Creep behavior of short glass fiber reinforced poly(butylene terephthalate) and its prediction based on the matrix creep using an elementary volume approach

The creep compliances of short glass fiber reinforced poly(butylene terephthalate) composites (SFRC PBT) plates processed by conventional injection molding and push pull processing were determined parallel and perpendicular to the flow direction using a tensile creep stand. The fiber weight contents of the plates were 0, 20 and 30 %. Tensile test bars were taken out of the plates parallel and perpendicular to the flow direction to determine short-term mechanical properties, fiber length distribution and fiber orientation distribution necessary for subsequent modelling. An elementary volume approach was used to calculate the longitudinal and transverse creep compliances in the main axes system showing that their time dependencies are governed by the creep of the PBT matrix only. As the plates hardly exhibit any fiber orientation in the thickness direction, the components of the 2D compliance tensor were transformed according to RM Jones’ Mechanics of composite materials to take into account the fiber misalignment in SFRC. This transformation introduces the unknown shear modulus G12 to the components of the transformed compliances tensor.

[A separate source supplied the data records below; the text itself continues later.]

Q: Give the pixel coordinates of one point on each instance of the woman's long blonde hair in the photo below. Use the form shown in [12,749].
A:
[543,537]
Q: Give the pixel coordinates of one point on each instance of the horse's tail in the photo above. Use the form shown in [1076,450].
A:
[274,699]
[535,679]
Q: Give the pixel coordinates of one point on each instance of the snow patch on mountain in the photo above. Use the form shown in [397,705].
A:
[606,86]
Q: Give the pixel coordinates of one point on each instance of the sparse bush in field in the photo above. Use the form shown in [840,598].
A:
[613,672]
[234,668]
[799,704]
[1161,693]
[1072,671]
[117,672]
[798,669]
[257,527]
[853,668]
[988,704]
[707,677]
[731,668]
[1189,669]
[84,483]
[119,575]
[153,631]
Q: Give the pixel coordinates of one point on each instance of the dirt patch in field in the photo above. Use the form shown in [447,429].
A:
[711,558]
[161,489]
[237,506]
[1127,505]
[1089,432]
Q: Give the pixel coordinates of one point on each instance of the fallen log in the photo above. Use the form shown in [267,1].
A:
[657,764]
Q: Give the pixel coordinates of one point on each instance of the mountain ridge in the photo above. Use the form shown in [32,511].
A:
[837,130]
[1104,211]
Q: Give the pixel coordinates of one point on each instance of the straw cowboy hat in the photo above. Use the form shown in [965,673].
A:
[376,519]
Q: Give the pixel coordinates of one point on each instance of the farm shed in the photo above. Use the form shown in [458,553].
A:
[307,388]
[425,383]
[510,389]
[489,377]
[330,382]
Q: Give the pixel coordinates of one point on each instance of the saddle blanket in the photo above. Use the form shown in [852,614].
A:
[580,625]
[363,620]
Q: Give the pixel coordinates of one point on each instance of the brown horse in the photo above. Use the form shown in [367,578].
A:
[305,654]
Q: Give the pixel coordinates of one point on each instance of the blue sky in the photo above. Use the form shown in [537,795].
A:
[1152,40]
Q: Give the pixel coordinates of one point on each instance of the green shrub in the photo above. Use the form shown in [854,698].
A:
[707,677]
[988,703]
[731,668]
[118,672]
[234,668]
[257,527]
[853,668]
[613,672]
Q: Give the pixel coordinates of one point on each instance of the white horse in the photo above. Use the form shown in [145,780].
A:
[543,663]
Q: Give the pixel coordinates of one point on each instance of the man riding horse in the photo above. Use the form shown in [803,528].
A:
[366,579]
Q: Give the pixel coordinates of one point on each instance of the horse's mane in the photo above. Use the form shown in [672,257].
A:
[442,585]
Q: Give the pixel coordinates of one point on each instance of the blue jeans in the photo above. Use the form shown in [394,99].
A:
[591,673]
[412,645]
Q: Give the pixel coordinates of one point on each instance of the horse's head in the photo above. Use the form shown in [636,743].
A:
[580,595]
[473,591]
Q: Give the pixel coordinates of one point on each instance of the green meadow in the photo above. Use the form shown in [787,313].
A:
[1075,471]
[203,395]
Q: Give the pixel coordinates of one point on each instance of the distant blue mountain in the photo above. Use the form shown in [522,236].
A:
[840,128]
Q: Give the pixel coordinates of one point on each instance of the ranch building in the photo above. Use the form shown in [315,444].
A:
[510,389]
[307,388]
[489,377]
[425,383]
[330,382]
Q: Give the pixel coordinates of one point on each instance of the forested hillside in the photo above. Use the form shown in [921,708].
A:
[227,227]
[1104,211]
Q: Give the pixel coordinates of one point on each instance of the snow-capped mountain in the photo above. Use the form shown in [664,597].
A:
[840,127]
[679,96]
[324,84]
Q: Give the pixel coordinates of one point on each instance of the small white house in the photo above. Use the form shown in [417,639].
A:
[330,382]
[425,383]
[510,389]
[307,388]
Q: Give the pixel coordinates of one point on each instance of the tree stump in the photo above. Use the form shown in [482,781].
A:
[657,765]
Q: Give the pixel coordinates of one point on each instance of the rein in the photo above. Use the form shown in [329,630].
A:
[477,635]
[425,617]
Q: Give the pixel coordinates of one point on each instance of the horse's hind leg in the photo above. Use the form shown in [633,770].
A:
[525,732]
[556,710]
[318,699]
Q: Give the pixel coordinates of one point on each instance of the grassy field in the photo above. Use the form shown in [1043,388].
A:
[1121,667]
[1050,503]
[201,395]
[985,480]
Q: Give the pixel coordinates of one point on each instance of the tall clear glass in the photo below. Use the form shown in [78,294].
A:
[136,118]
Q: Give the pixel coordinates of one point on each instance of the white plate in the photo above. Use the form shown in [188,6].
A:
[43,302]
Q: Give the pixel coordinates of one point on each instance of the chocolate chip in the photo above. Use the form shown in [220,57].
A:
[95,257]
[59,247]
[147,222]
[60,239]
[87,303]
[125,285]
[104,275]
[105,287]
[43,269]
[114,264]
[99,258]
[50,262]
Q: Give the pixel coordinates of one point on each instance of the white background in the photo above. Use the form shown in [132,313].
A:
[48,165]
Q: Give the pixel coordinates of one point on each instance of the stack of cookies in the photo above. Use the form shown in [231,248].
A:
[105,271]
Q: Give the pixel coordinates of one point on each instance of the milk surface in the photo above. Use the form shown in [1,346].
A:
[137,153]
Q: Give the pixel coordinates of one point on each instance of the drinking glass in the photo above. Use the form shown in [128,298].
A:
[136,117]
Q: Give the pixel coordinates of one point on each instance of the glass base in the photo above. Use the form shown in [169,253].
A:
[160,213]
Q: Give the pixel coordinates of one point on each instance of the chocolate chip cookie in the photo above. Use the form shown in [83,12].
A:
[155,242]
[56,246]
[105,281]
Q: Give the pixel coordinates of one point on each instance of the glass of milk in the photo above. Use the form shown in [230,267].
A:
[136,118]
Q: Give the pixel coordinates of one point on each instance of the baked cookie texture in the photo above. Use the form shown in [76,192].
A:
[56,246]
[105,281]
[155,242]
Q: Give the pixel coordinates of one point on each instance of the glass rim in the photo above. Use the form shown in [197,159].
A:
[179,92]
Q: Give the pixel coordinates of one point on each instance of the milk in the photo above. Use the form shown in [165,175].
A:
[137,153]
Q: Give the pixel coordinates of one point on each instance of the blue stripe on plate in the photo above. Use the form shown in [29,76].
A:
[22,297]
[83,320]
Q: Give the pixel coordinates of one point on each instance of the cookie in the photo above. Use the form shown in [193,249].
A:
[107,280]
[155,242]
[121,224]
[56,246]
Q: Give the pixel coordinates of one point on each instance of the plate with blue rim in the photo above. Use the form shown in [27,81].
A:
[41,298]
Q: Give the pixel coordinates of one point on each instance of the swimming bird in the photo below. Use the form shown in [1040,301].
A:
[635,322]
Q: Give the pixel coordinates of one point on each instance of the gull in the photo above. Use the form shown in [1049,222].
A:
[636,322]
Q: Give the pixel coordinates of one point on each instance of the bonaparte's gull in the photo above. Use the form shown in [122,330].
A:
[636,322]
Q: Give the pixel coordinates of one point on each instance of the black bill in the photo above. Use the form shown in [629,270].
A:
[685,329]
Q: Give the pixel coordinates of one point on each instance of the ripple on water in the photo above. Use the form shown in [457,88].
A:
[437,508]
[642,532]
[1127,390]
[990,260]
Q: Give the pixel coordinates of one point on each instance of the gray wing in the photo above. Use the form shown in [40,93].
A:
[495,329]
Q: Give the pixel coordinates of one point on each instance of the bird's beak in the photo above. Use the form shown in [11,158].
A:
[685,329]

This problem could be overcome as G12 can be expressed in terms of the transverse compliance J22 and a shear correction factor within the EV approach. Comparing the predicted creep compliances to measured ones resulted in an underestimation of 15 to 30 % parallel and 5 to 15 % perpendicular to the flow direction. This underestimation can be attributed to a large extent to a non-perfect fiber matrix adhesion. Furthermore, SEM pictures of fracture surfaces show different failure behavior parallel to the fiber axis and perpendicular to it. Thus, the fiber matrix adhesion seems to depend on the direction of stress with respect to the fiber axes. The time range of well correspondence of matrix creep and composites creep can be expressed by the creep time limit which decreases exponentially with increasing creep stresses.